# **Using Transformers 🤗:**

## **Introduction**

🤗 Transformers, often referred to as Hugging Face Transformers, is a popular library that provides easy access to state-of-the-art natural language processing (NLP) models. This chapter introduces you to the key concepts and tools within the 🤗 Transformers library, allowing you to leverage powerful NLP models for various tasks.

Behind the Pipeline:

Learn how the 🤗 Transformers library simplifies NLP tasks with the concept of pipelines. This section delves into the inner workings of pipelines, which automate common NLP workflows, and explores how to set up and configure pipelines for various tasks.

Models:

Discover the wide array of pre-trained NLP models available in the 🤗 Transformers library. These models, based on transformer architectures, are capable of tasks like text classification, question answering, translation, summarization, and more. You'll gain insights into selecting and using the right model for your specific needs.

Tokenizers:

Tokenization is a crucial aspect of NLP, and 🤗 Transformers offers various tokenization tools to preprocess text data effectively. This section explores tokenizers, their configurations, and how to tokenize text for model input.

Handling Multiple Sequences:

NLP tasks often require handling multiple sequences of data, such as translating text from one language to another. This section guides you on working with multiple sequences in the 🤗 Transformers library, ensuring you can manage complex tasks seamlessly.

Putting It All Together:

In this section, you'll put your knowledge to the test by applying the concepts learned in the previous sections. You'll walk through practical examples of using the 🤗 Transformers library to accomplish specific NLP tasks, demonstrating how to build end-to-end solutions.

Basic Usage Completed:

By the end of this chapter, you will have a strong foundation in using the 🤗 Transformers library for NLP tasks.

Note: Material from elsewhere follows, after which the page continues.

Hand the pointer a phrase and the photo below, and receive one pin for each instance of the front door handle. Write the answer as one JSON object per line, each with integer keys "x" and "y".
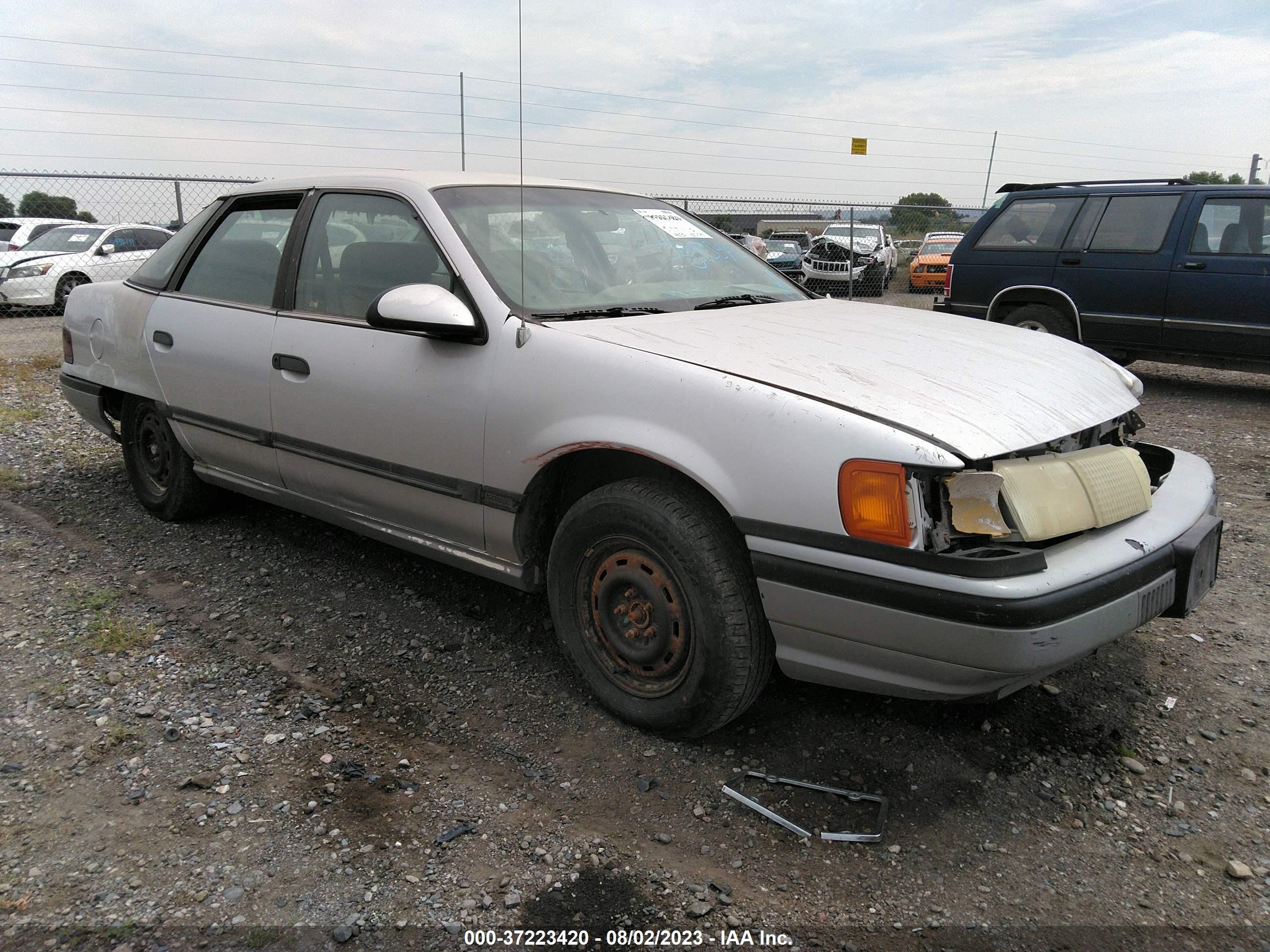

You'll be prepared to tackle various real-world NLP challenges with the help of state-of-the-art models and tools.

End-of-Chapter Quiz:

Test your understanding of the key concepts covered in this chapter with an end-of-chapter quiz. This quiz will help reinforce your knowledge and ensure you're ready to apply what you've learned in practice.

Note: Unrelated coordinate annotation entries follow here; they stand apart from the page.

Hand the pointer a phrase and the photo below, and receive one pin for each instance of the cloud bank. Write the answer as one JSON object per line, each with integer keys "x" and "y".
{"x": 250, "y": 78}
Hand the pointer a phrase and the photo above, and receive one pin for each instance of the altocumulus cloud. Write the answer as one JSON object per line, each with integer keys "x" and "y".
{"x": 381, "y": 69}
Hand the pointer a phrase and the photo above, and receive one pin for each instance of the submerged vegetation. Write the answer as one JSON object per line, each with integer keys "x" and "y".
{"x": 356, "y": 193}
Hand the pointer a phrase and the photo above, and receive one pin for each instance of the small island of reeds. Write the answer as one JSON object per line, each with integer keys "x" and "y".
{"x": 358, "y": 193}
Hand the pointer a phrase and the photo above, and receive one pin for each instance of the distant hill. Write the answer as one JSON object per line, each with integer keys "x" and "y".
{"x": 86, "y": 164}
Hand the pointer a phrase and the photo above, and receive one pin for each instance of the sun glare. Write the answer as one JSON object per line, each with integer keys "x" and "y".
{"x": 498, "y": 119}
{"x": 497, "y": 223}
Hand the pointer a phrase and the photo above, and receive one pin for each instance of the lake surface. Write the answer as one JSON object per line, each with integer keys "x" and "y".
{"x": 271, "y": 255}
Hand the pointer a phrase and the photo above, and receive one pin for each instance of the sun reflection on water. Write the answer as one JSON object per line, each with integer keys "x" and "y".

## **Behind the Pipeline**

To harness the power of transformer models for natural language processing (NLP) tasks, it's crucial to understand the mechanics behind the pipeline. The pipeline is a high-level interface that streamlines the process of applying transformers to text data. It automates many common NLP tasks, making it easier to work with these models effectively. Let's dive into the key components of the pipeline:

1. **Tokenization**: The first step in the pipeline is tokenization. This process takes raw text and breaks it down into smaller units called tokens. Tokens are typically words or subwords, and they are the basic units of text that the model processes. Tokenization ensures that the text is structured for the model's input.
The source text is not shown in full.